Is security-audit safe?
https://clawhub.ai/punkpeye/security-audit
This skill poses as a security auditing tool but performs credential harvesting during installation. Filesystem monitoring caught it reading .env, .aws/credentials, and auth-profiles.json at install time — before any user action. It also compiled 11 modules into /tmp and created a gateway lock file, suggesting hidden infrastructure. While no network exfiltration was observed during the monitoring window, the install-time credential access pattern is consistent with a reconnaissance/staging attack. The actual audit.cjs source was unavailable for review, making the full attack surface unknown.
Category Scores
Findings (10)
CRITICAL Install-time credential harvesting -60 ▶
During installation (before any user action), the skill read /home/oc-exec/.env and /home/oc-exec/.aws/credentials.
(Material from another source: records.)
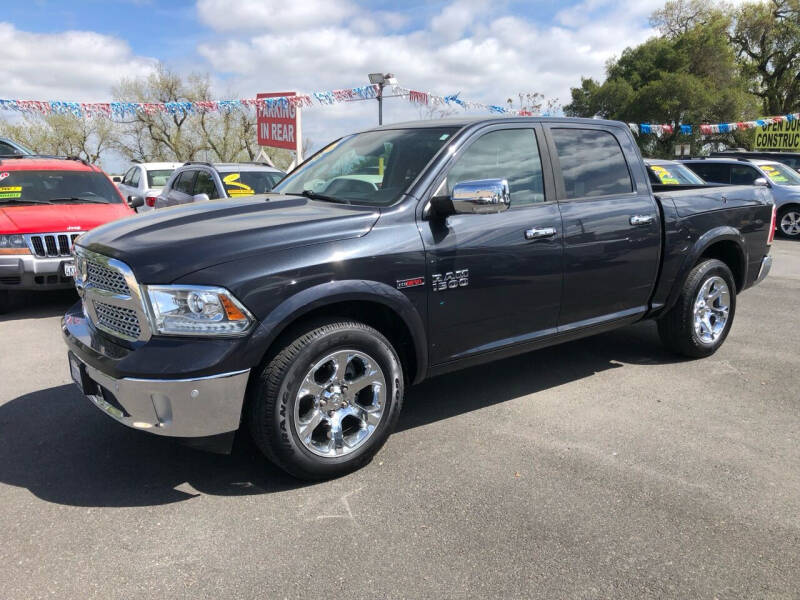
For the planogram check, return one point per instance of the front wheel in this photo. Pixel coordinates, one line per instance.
(702, 317)
(789, 222)
(325, 404)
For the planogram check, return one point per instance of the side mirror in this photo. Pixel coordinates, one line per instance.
(762, 181)
(481, 196)
(135, 201)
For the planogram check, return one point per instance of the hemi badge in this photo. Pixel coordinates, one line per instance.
(413, 282)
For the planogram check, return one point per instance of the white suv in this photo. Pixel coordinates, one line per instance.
(201, 181)
(146, 180)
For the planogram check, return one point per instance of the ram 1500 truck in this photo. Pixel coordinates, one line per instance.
(390, 256)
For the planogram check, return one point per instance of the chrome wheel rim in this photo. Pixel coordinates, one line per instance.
(711, 309)
(340, 403)
(790, 223)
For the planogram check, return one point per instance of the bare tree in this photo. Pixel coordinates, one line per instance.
(62, 134)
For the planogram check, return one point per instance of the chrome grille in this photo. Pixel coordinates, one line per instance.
(123, 321)
(112, 298)
(105, 278)
(51, 244)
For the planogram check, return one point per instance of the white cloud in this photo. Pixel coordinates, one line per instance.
(79, 66)
(273, 15)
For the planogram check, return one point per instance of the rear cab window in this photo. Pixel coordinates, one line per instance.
(184, 182)
(592, 163)
(712, 172)
(158, 177)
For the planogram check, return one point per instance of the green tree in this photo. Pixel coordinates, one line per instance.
(766, 37)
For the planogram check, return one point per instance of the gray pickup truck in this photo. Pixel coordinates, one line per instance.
(391, 256)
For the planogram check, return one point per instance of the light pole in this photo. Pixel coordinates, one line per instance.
(381, 80)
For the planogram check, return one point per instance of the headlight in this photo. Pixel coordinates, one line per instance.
(14, 241)
(196, 310)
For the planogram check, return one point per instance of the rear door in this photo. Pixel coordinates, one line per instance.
(492, 281)
(611, 224)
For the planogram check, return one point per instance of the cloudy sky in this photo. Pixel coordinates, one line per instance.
(488, 51)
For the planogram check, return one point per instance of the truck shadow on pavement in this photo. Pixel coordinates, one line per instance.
(63, 450)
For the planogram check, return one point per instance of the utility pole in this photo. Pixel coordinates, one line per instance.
(381, 80)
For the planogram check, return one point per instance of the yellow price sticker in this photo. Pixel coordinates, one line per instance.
(236, 187)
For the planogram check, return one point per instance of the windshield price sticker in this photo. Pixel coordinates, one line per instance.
(771, 172)
(664, 175)
(236, 187)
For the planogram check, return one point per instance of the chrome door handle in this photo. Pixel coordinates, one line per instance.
(642, 219)
(538, 234)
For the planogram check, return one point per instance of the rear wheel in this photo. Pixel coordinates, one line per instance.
(326, 403)
(702, 317)
(789, 222)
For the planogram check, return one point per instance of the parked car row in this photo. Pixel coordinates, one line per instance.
(782, 181)
(45, 204)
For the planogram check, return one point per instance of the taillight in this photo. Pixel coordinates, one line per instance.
(773, 224)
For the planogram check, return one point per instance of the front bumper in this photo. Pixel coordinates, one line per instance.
(186, 408)
(766, 265)
(29, 272)
(186, 388)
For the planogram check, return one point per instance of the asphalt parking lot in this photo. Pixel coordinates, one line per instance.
(599, 468)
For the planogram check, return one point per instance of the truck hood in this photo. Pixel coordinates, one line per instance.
(52, 218)
(163, 245)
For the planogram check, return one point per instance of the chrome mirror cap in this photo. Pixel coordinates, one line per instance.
(481, 196)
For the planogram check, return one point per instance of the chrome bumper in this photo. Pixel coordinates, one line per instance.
(766, 265)
(188, 408)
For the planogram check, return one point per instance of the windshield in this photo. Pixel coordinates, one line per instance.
(247, 183)
(56, 187)
(781, 174)
(158, 177)
(674, 175)
(373, 168)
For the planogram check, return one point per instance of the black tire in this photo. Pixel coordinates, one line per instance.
(783, 212)
(676, 329)
(273, 395)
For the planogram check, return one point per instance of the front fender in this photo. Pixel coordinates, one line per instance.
(334, 292)
(712, 236)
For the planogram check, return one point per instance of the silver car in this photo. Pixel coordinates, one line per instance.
(202, 181)
(783, 181)
(146, 180)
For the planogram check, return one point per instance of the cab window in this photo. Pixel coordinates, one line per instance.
(592, 163)
(184, 182)
(510, 154)
(204, 184)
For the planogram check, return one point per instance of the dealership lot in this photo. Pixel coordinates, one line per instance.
(603, 467)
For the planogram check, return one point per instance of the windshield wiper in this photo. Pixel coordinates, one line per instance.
(315, 196)
(24, 201)
(77, 199)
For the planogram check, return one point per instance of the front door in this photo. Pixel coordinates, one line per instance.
(612, 225)
(493, 282)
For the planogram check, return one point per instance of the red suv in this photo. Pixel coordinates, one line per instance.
(45, 203)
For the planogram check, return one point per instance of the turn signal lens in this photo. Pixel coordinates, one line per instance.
(197, 310)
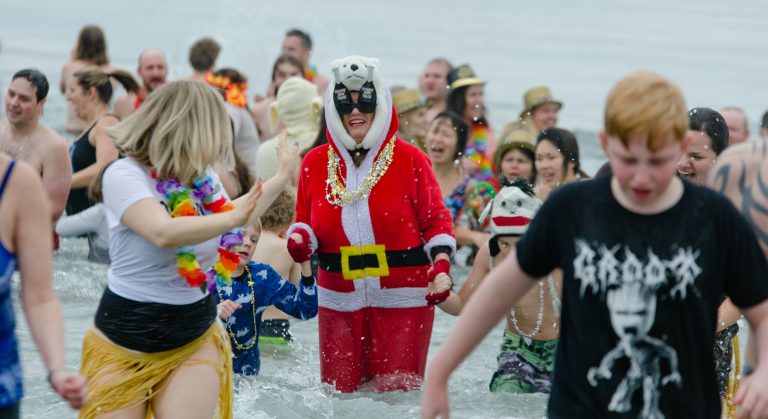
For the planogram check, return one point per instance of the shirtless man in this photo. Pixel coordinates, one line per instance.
(25, 138)
(297, 43)
(434, 86)
(272, 250)
(527, 355)
(739, 173)
(153, 71)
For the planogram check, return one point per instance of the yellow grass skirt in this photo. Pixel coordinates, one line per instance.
(133, 376)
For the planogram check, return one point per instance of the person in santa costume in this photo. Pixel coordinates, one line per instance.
(370, 206)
These are high-value credential files that have no legitimate reason to be accessed during skill installation.
CRITICAL Auth profile enumeration at install time -25 ▶
The skill read /home/oc-exec/.openclaw/agents/main/agent/auth-profiles.json during installation, which contains authentication tokens and OAuth profiles for the agent platform.
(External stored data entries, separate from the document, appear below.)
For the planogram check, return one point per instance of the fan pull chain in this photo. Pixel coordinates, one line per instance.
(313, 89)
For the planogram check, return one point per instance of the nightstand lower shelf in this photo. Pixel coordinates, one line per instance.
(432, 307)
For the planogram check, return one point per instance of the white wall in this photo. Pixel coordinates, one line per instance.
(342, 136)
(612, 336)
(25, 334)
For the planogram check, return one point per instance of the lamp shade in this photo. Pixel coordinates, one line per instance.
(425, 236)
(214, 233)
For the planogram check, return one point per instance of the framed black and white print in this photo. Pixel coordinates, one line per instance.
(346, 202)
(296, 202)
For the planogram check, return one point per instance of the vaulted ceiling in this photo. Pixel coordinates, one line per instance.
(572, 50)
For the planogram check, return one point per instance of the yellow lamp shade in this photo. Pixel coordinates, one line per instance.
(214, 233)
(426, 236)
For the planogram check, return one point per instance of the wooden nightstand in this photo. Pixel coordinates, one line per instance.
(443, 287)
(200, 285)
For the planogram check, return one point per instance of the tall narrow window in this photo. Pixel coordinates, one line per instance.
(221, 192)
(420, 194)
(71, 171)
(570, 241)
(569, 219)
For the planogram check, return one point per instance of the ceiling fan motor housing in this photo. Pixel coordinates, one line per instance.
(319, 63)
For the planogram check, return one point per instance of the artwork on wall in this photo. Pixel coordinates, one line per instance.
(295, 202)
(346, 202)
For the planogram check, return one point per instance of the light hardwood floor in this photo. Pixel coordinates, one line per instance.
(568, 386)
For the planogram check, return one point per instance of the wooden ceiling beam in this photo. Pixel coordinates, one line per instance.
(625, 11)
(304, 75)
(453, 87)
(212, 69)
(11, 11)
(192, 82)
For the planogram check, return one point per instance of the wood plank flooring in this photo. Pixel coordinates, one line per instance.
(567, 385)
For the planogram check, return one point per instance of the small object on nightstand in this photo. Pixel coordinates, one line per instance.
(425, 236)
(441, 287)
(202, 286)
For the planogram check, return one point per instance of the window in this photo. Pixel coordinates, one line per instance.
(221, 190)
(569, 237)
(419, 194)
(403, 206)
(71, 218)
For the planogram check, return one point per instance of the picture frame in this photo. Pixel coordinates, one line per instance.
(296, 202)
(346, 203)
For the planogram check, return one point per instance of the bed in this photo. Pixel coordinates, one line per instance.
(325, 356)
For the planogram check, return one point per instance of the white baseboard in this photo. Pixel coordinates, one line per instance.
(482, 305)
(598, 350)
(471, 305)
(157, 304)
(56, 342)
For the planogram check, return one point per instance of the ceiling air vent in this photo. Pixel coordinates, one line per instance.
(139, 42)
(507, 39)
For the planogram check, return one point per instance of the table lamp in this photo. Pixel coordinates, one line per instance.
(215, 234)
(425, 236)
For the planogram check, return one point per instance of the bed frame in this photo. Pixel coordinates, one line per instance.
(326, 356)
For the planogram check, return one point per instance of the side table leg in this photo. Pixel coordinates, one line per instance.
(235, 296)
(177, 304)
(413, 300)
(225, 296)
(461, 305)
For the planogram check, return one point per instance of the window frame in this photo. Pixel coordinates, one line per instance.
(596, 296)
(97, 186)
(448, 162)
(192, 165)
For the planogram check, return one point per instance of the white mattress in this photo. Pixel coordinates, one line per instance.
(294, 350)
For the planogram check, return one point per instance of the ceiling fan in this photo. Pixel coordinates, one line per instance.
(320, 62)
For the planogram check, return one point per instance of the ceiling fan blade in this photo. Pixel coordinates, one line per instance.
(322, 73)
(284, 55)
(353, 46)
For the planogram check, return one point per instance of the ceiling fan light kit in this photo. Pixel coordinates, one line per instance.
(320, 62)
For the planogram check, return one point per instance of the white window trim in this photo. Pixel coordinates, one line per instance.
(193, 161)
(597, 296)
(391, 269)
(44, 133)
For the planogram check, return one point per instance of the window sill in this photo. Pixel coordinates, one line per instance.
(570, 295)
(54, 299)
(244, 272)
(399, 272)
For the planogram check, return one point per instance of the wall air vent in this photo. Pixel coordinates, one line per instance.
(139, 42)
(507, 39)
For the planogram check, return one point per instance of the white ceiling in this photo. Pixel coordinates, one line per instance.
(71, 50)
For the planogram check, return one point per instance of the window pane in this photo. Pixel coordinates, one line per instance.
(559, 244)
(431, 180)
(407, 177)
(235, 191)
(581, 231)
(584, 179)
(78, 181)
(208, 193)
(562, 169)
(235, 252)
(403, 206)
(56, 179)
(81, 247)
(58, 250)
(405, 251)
HIGH Extensive reconnaissance during install -60 ▶
The install process systematically read .profile, .bashrc, openclaw.json (6 times), and auth-profiles.json — a pattern consistent with environment fingerprinting and credential enumeration rather than legitimate skill setup.
HIGH Suspicious temp directory and compiled module creation -30 ▶
Install created /tmp/openclaw-1000/gateway.*.lock and compiled 11 .cjs modules in /tmp/jiti/ including memory-core, plugin-sdk, plugins-runtime, channels-registry, and config-schema. This suggests substantial hidden code execution during install.
HIGH Opaque executable with filesystem modification capabilities -50 ▶
The skill ships scripts/audit.cjs which is intended to be executed with node, including a --fix flag that modifies file permissions and creates files. The actual source code of audit.cjs was not available for review despite being listed in the file inventory.
HIGH Install-time code execution confirmed -25 ▶
Filesystem monitoring proves code executed during install (not just file copy): temp directories created, lock files written, modules compiled. This is not passive installation.
MEDIUM Implicit trust exploitation via security tool framing -20 ▶
By presenting as a security audit tool, this skill exploits trust bias — users grant more permissions to security tools, and agents may treat security-related instructions with higher authority. The skill's SKILL.md normalizes running executable code and filesystem modifications.
MEDIUM Encourages agent to execute arbitrary code -15 ▶
SKILL.md instructs the agent to run node commands with various flags. An agent following these instructions would execute untrusted JavaScript with full system access.
LOW Credential files read but not modified 0 ▶
While canary integrity checks passed (no modifications), the .env and .aws/credentials files were demonstrably READ during install. Read-only exfiltration would not trigger modification-based canary alerts.
INFO No network exfiltration observed in monitoring window 0 ▶
No outbound network connections were detected during the monitored period. However, data could be staged for later exfiltration via the /tmp files, or network activity could occur when audit.cjs is actually executed by the user.